Late last month, the chancellor of Florida’s university system, acting in consultation with Governor Ron DeSantis, ordered state universities to deactivate all local chapters of Students for Justice in Palestine.

How could dissolving student groups be lawful, given constitutional protections for free speech and freedom of association? Although multiple local SJP chapters acted as apologists for the murders of Israeli civilians or stood in solidarity with the Hamas militants who killed and kidnapped children, even viewpoints that deplorable are entitled to First Amendment protection.

But Florida says it is not targeting the protected speech of these groups. It is acting, instead, because the national SJP has run afoul of a state law against providing “material support” to a terrorist organization. Many people associate such laws with providing money, weapons, a safe house, or fake passports to terrorists. But material-support statutes can also render speech and advocacy that would otherwise be protected by the First Amendment unlawful. For example, Americans are free to post “Hurray for Hamas!” on social media. Yet an American could not coordinate with Hamas to draft and post “Hurray for Hamas!” as part of a marketing strategy.

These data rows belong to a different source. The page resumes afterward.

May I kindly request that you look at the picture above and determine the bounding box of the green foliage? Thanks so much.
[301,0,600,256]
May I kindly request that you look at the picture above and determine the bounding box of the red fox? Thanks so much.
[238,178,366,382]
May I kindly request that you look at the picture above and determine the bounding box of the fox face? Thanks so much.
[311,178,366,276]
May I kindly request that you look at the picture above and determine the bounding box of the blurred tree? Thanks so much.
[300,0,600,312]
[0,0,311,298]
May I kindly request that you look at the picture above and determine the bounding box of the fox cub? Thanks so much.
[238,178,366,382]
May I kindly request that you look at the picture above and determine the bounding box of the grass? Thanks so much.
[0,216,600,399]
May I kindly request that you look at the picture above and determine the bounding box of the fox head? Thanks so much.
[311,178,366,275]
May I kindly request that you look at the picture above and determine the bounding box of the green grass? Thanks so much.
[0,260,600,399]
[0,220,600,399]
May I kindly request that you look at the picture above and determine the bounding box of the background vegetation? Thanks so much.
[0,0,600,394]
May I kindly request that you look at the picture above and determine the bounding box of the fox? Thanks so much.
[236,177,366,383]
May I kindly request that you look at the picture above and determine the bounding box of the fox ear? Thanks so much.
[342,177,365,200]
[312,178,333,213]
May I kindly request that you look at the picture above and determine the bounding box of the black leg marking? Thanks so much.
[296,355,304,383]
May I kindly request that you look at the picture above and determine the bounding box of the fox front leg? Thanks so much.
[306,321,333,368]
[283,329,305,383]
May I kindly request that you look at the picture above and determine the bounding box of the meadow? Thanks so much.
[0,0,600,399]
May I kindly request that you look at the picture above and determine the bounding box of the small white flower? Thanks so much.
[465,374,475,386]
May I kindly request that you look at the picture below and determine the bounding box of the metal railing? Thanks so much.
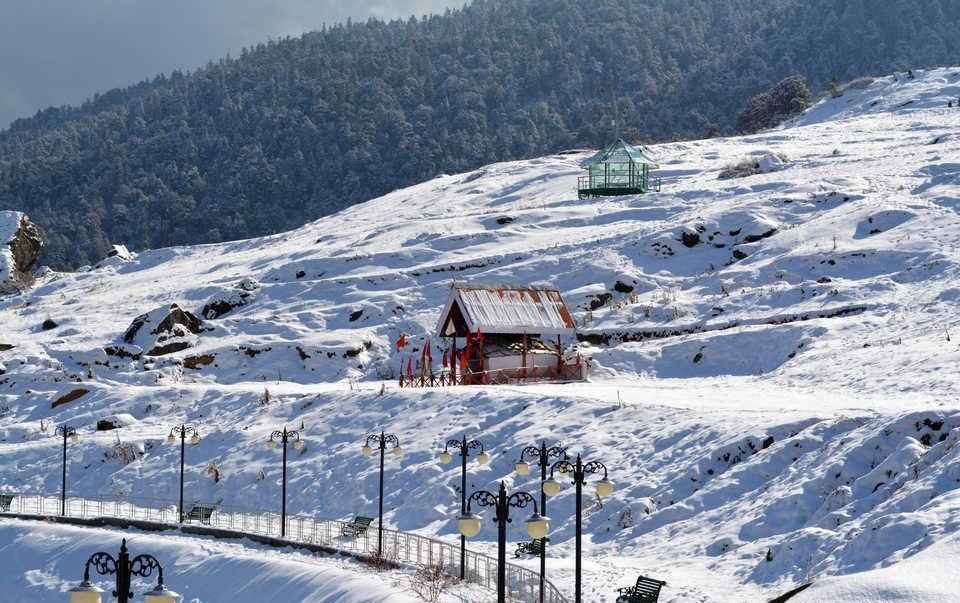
[0,493,567,603]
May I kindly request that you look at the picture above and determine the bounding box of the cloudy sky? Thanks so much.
[0,0,465,129]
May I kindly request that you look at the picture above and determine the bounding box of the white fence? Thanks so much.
[0,494,567,603]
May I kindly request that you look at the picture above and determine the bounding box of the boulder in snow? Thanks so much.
[0,211,43,295]
[123,304,204,356]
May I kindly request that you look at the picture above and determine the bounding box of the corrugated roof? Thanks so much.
[437,283,576,337]
[581,138,659,168]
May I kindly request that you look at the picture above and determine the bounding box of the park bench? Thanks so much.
[184,505,213,525]
[514,538,543,559]
[617,576,667,603]
[340,515,373,536]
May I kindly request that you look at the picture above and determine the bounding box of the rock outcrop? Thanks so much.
[123,304,204,356]
[0,211,43,295]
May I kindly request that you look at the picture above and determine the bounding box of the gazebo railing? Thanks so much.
[0,493,567,603]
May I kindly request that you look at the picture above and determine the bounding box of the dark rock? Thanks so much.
[590,293,613,310]
[147,341,190,356]
[0,211,43,294]
[50,387,90,408]
[123,304,203,343]
[103,345,142,360]
[743,228,777,243]
[183,354,216,370]
[680,230,700,248]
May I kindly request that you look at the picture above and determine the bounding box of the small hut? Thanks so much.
[577,139,660,199]
[437,283,584,384]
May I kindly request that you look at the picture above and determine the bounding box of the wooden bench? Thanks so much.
[183,505,213,525]
[514,538,544,559]
[617,576,667,603]
[340,515,373,537]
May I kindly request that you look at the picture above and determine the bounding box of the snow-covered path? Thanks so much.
[0,519,418,603]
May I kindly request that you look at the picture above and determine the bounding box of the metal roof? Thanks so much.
[437,283,576,337]
[581,138,660,168]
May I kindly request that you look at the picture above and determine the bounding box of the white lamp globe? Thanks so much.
[143,584,180,603]
[543,477,563,496]
[68,581,103,603]
[523,513,550,538]
[596,478,614,498]
[457,511,481,538]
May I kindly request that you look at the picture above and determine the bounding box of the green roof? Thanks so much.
[581,138,660,168]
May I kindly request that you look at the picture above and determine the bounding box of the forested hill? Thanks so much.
[0,0,960,267]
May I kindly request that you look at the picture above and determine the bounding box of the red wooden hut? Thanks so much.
[437,283,584,384]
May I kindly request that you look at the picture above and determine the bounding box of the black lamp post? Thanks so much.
[267,427,305,538]
[513,440,567,603]
[167,424,200,523]
[69,538,180,603]
[53,423,80,516]
[543,454,613,603]
[440,436,490,580]
[360,431,403,557]
[458,482,550,603]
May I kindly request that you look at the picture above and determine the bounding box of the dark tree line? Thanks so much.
[0,0,960,268]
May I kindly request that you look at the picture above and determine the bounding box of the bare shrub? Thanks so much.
[410,561,459,603]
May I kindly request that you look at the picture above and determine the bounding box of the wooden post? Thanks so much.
[450,331,457,385]
[520,333,527,379]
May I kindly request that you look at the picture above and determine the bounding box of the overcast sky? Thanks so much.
[0,0,465,129]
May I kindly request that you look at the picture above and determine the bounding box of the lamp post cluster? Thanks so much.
[167,423,200,523]
[513,440,567,603]
[45,410,614,603]
[440,435,490,580]
[267,427,306,538]
[360,431,403,557]
[53,423,80,516]
[69,538,180,603]
[542,454,614,603]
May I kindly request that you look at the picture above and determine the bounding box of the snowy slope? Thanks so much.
[0,69,960,602]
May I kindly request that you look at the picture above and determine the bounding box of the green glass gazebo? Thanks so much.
[577,139,660,199]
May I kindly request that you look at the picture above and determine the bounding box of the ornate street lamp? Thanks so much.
[513,440,567,603]
[53,423,80,516]
[543,454,614,603]
[439,435,490,580]
[267,427,306,538]
[167,424,200,523]
[69,538,180,603]
[457,482,550,603]
[360,431,403,557]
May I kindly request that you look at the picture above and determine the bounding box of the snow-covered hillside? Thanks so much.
[0,68,960,602]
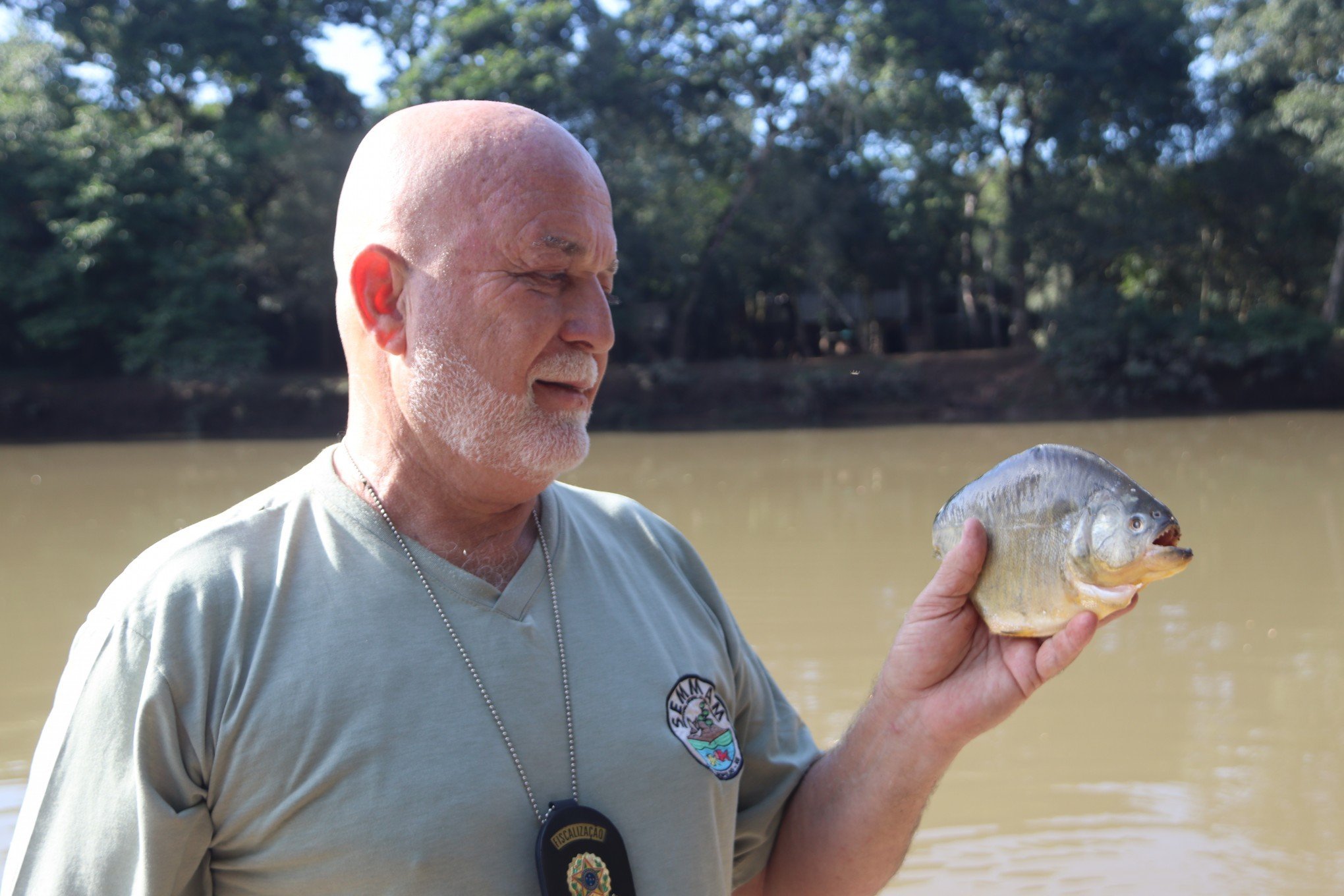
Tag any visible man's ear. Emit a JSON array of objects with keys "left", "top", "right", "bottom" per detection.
[{"left": 349, "top": 246, "right": 406, "bottom": 354}]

Critics of DeSantis may see another instance of the governor picking an opportunistic fight with the campus left for political gain. I certainly do. Florida has deactivated local SJP chapters without providing proof of unlawful behavior on their part, illustrating how these laws can enable state overreach. Officials should refrain from making “material support” accusations targeting political advocacy except in the most clear-cut cases, so that no constitutionally protected speech will even be chilled, let alone silenced.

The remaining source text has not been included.